Há evidências de comportamento semelhante no setor elétrico, especialmente no ramo da distribuição, onde os investimentos pós-leilão são inadiáveis, mas difíceis de prever no início do processo. A fim de agradar aos eleitores no curto prazo, o governo aproveita o alto custo que o empreendedor privado teria de assumir para desistir da concessão, e impõe a redução das taxas de desconto nos cálculos de reequilíbrio dos contratos. É o mesmo que impedir que as tarifas aumentem para fazer face a gastos adicionais com investimentos ou outras despesas não previstas originalmente, como novos impostos, por exemplo. Esse tipo de comportamento é danoso à evolução futura da combalida infraestrutura brasileira, pois aumenta o risco regulatório e induz o capital privado a desistir da atividade ou a exigir maiores tarifas no futuro a fim de compensar o aumento de risco.
No setor de energia elétrica, a grande bomba que paira no ar é o custo do acionamento continuado, desde 18/10/12, das caríssimas termelétricas de reserva, cerca de 12,5% da carga total, que só vale a pena pagar quando ocorre em períodos curtos e eventuais. Segundo estimativa do Instituto Ilumina, até agora essa brincadeira custou cerca de R$ 50 bilhões (R$ 2,3 bilhões mensais), a incidir à frente e basicamente no bolso dos consumidores de energia, dado que o governo, grande responsável pelo problema, não fará nada impopular antes das eleições e o orçamento não tem fundos. O cálculo considerou um custo médio, talvez subestimado, de R$ 420/MWh. Se o problema persistir por mais 12 meses, a conta aumentará para R$ 78 bilhões!
Sem o devido equacionamento financeiro, o problema cai hoje no colo das empresas que atuam nesse setor. Enquanto isso, em entrevista à “Conjuntura Econômica”, o secretário do Tesouro disse que vai assumir apenas uma parcela de R$ 4 bilhões dessa conta, e uma associação privada que atua na área já intermediou um empréstimo bancário de R$ 11,8 bilhões, discutindo-se hoje um aditivo de R$ 3 a 4 bilhões.
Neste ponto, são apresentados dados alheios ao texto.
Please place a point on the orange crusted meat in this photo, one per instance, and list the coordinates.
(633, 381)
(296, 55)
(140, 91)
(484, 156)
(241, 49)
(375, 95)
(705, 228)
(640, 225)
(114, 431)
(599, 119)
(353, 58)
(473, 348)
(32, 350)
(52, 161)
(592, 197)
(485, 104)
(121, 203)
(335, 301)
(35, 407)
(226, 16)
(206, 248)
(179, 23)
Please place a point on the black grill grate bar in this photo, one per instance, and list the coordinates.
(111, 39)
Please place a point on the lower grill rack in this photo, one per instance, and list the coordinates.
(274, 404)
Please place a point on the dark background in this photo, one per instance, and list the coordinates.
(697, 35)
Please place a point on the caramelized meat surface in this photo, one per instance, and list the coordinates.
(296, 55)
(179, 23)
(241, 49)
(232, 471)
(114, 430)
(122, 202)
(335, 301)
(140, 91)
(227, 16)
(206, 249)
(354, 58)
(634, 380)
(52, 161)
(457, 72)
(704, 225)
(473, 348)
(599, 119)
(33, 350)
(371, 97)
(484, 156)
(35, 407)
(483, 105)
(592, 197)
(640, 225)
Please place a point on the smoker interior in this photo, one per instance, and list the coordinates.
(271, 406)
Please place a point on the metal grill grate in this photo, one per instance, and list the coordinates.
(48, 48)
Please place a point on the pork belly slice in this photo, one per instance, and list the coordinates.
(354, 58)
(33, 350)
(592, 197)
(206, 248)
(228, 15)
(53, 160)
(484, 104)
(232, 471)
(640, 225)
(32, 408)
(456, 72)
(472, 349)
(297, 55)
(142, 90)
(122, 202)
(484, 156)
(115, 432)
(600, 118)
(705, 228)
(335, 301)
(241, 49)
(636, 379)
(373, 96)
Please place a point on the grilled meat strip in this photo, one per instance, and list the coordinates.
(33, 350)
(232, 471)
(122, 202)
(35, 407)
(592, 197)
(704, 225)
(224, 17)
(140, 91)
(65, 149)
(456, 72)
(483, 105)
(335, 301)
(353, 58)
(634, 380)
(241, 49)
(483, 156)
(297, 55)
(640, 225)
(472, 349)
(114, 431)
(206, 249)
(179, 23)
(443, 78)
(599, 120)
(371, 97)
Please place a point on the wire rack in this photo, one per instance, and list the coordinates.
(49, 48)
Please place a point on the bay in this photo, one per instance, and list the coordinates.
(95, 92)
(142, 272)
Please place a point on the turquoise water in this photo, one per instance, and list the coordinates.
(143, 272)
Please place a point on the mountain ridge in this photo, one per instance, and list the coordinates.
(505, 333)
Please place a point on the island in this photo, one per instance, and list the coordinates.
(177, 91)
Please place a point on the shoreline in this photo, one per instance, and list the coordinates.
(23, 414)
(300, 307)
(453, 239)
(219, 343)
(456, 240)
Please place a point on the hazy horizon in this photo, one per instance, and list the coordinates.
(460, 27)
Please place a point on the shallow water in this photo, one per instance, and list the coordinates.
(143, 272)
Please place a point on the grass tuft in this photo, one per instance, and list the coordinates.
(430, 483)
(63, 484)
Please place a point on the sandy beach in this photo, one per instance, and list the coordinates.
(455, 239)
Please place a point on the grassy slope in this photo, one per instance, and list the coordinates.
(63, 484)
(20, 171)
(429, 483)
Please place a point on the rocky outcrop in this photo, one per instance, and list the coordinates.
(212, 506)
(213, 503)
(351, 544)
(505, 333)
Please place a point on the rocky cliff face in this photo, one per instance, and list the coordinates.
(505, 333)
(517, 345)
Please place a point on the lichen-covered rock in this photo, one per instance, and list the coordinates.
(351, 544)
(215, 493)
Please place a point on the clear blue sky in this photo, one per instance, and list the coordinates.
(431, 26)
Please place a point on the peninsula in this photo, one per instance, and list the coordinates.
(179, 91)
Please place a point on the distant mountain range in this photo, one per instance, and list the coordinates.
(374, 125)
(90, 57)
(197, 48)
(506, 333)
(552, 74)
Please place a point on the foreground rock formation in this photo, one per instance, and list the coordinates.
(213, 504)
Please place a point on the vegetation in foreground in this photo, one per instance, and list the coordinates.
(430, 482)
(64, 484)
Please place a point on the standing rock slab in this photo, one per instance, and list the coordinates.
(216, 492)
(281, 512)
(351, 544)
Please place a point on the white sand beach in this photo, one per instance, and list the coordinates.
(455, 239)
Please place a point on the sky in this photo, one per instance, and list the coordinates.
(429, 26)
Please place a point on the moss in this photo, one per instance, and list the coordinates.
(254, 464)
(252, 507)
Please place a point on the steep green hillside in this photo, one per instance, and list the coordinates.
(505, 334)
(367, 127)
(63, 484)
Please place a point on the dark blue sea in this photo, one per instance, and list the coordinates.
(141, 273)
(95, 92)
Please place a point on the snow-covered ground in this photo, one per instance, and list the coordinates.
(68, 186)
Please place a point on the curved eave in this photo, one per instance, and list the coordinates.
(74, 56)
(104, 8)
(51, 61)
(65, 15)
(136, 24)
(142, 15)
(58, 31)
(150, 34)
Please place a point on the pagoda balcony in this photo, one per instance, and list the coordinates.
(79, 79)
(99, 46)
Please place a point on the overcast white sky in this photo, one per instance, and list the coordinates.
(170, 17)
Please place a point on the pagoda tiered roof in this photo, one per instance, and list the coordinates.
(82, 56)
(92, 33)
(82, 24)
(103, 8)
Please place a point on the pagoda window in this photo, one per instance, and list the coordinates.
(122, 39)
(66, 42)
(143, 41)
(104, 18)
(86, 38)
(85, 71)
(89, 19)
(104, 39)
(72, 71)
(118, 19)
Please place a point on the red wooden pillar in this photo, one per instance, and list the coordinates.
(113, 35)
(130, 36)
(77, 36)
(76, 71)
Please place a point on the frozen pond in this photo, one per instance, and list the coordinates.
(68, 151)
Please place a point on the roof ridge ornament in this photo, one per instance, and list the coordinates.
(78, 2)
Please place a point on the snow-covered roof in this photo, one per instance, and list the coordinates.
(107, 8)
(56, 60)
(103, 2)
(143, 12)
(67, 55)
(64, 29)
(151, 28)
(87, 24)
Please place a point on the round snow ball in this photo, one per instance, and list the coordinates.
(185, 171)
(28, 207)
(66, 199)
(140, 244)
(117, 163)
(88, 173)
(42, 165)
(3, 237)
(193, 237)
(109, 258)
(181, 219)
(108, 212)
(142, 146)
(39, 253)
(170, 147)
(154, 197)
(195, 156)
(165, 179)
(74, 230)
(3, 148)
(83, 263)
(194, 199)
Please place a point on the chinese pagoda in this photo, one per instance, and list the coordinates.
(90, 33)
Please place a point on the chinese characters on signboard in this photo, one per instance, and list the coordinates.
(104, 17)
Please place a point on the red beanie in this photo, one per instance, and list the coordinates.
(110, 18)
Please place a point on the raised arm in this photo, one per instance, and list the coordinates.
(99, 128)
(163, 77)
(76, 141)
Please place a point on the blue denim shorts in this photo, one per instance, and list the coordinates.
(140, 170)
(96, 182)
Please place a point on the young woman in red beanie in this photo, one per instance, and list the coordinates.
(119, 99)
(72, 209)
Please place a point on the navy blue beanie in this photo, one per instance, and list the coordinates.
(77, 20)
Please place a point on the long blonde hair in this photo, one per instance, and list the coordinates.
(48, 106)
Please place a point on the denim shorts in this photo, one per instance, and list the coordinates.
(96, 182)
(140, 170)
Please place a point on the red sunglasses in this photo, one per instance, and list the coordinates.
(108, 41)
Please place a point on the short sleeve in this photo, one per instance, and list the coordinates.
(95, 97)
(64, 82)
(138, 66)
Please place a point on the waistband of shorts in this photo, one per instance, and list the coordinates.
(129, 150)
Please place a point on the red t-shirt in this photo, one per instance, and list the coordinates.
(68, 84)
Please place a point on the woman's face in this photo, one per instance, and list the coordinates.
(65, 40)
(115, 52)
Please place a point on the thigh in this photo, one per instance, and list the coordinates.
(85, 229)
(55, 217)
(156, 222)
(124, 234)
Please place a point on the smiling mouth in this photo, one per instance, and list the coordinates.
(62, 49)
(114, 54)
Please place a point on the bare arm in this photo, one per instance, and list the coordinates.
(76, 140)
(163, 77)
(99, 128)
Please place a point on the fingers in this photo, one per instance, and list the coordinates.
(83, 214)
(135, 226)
Quanto às causas, a desculpa oficial é a seca, especialmente na região Sudeste/Centro-Oeste, mas muito disso se deve à prática de preços artificialmente baixos e à consequente evolução desfavorável da oferta de energia elétrica no país, em grande medida pelas políticas de cunho populista que têm prevalecido na fixação de tarifas públicas, desde o primeiro governo do PT. Para piorar, após o acionamento das usinas de reserva, vieram a polêmica Medida Provisória 579 e a redução de 20% nas tarifas ao consumidor que ela pretendeu viabilizar.
O problema, contudo, não se manifesta apenas no custo brutal acima indicado. Em que pese o acionamento de todas as térmicas de reserva, além de caras elas se mostram insuficientes. Tanto assim que as da região Sudeste/Centro-Oeste, que respondem por 70% da capacidade total de armazenamento, estavam com apenas 36,3% de sua capacidade no fim de junho. A continuar nesse ritmo, os percentuais estarão bem mais baixos no reinício das chuvas, de forma que, sem contenção do consumo, as térmicas que custam “ouro” terão de permanecer acionadas enquanto os níveis dos reservatórios não voltarem à normalidade, em data difícil de prever. A título de comparação, esses mesmos reservatórios tinham 28,5% no fim de junho de 2001, ano em que o governo da época decidiu economizar energia por meios não convencionais, e em que havia umas poucas termelétricas de backup no País. Esses números dão uma dimensão do aperto em que nos encontramos, apesar das declarações tranquilizadoras das autoridades, assegurando que não haverá racionamento. Em resumo, há uma conta gigantesca para ser paga, ainda sem fechamento, e, mesmo assim, um alto risco de se ter de adotar uma solução heterodoxa, complexa e indesejável, de redução forçada do consumo.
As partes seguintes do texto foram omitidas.